What can I do to stretch these muscles?
The following are two basic stretches that may help improve flexibilty of the calves 2. To improve flexibility I recommend performing these stretches most days of the week for 3 sets of 30 seconds.
This stretch can be performed with the hands against a wall or in the case of the picture a physical therapy table.
- Extend the leg of the calf to be stretched with the foot flat and toes pointing forward
- I recommend keeping the toe pointed forward in order to focus the stretch on the calf instead of other muscles (e.g. tibialis posterior)
- Lean your weight forward until you feel a stretch in the calf.
- Perform 3 sets holding each for 20-30 seconds
- Perform as you would the first stretch but bend your knee keeping the heel pressed against the floor.
- Lean your weight forward until you feel the stretch. If there are mobility issues in the ankle joint stiffness in the ankle may be felt.
- Perform 3 sets holding each for 20-30 seconds
To add variety I like to also substitute the following stretch.
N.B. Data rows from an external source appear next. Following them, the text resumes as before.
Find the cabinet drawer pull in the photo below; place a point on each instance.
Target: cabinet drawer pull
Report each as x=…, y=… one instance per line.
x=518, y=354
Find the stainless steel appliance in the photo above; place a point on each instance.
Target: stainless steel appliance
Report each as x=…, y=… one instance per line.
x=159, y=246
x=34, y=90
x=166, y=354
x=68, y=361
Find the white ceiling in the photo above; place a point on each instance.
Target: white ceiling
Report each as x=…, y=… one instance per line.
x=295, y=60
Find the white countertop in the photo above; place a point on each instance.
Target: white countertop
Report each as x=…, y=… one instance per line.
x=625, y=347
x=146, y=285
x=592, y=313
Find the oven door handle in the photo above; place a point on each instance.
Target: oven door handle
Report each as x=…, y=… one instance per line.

- With the forefoot on a step lower your heels until a stretch is felt
- Hold for 3 sets of 20-30 second holds
References
1. Radford JA, Burns J, Buchbinder R, Landorf KB, Cook C: Does stretching increase ankle dorsiflexion range of motion? A systematic review. Br J Sports Med 2006, 40(10):870-875
2. Knight CA, Rutledge CR, Cox ME, et al. Effect of superficial heat, deep heat, and active exercise warm-up on the extensibility of the plantar flexors. Phys Ther 2001;81:1206–13.